75 Millionen Kinder zwischen drei und 18 Jahren können laut Unicef weltweit keine Schule und keinen Kindergarten besuchen. Allein in Syrien zählte das Hilfswerk 2014 rund 60 Angriffe auf Schulen mit Mörsern oder Bomben - in Afghanistan 164, im Irak 67. In Nigeria hat die Terrorgruppe Boko Haram insgesamt bereits über 1.200 Schulen zerstört - all das, obwohl Angriffe auf Schulen international geächtet sind. Es könne "wie die Luft zum Atmen" sein, wenn Kinder während einer Krise zumindest in der Schule eine gewisse Normalität erlebten, erklären die Unicef-Bildungsexperten Brenda Haiplik und Friedhelm Affolter.

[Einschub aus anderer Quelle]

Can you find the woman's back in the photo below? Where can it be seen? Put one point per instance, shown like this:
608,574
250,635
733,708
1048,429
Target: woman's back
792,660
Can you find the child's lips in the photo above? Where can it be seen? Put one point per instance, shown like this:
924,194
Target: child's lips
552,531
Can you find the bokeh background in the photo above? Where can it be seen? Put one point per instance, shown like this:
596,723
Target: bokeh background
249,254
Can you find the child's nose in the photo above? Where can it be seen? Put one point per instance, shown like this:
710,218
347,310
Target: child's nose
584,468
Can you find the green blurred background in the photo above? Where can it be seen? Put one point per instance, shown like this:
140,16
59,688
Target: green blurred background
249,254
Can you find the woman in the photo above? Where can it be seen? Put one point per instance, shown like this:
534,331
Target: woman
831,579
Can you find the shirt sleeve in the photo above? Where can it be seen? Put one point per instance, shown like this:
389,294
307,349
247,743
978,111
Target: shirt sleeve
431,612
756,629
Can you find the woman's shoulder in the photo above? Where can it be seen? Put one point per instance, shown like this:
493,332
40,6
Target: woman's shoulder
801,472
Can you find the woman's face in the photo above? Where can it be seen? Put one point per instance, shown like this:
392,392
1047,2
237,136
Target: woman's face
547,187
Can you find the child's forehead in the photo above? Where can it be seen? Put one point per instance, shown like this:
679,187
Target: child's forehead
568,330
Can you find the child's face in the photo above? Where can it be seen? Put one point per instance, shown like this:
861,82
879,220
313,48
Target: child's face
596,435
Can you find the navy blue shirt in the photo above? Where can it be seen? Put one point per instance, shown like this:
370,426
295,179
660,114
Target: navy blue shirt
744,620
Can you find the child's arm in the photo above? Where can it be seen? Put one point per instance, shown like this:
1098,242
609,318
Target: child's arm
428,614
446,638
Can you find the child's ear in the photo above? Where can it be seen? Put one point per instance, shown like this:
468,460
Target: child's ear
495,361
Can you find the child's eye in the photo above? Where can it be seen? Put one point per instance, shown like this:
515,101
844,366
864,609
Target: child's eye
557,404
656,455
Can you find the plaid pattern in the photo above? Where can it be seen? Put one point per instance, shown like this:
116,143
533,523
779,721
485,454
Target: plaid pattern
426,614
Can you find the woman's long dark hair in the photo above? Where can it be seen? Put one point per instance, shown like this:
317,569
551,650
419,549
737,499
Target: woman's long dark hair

Doch schon heute wächst jedes neunte Kind in Ländern und Regionen auf, in denen bewaffnete Konflikte stattfinden. 16 Millionen Kinder wurden in einer Konfliktregion geboren; "Heimatlosigkeit ist ihr Zuhause", heißt es im Bericht. Die Direktorin der weltweiten Unicef-Nothilfeprogramme, Afshan Khan, rechnet mit einem weiteren Anstieg des Bedarfs an humanitärer Hilfe: "Die aktuellen Krisen sind keine kurzfristigen Notfälle, die sich nur vorübergehend auf das Leben und die Bildung von Kindern auswirken."

Darauf habe die internationale Gemeinschaft bislang "völlig unzureichend" reagiert, kritisiert Khan. Die Staatengemeinschaft neige dazu, "humanitäre Krisen und Entwicklungskrisen separat zu behandeln". Kinder, die unmittelbar von Krisen betroffen seien, unterschieden jedoch nicht "zwischen Not- und Entwicklungshilfe". Es gelte, humanitäre und Entwicklungsprogramme besser zu vernetzten und lokale Kapazitäten auszubauen.

Krise in Deutschland angekommen

Längst ist die Krise auch in Deutschland angekommen: Unter den eine Million Flüchtlingen und Migranten, die im vergangenen Jahr nach Deutschland gekommen sind, waren schätzungsweise 300.000 Kinder. Viele der unbegleiteten minderjährigen Flüchtlinge litten an einer posttraumatischen Belastungsstörung, schreibt Schlüter-Müller. Traumatisierten Menschen falle es schwer, Vertrauen zu fassen; oft mieden sie zudem Marktplätze oder Veranstaltungen und liefen so Gefahr, am gesellschaftlichen Leben nicht teilzuhaben.

Hinzu kommt laut Schlüter-Müller, dass viele Flüchtlinge es von ihrer kulturellen Prägung her nicht gewohnt sind, über psychische Belastungen zu sprechen. "Über persönliche Gefühle zu sprechen, ist ungewöhnlich und wird oft als unhöflich erlebt." Umso wichtiger sei es, dass die Betroffenen lernten, über das Erlebte zu sprechen. Und noch etwas gilt es zu bedenken, mahnt Schneider: Auch Kinder auf der Flucht seien "in erster Linie Kinder, die ein Recht auf eine Kindheit haben".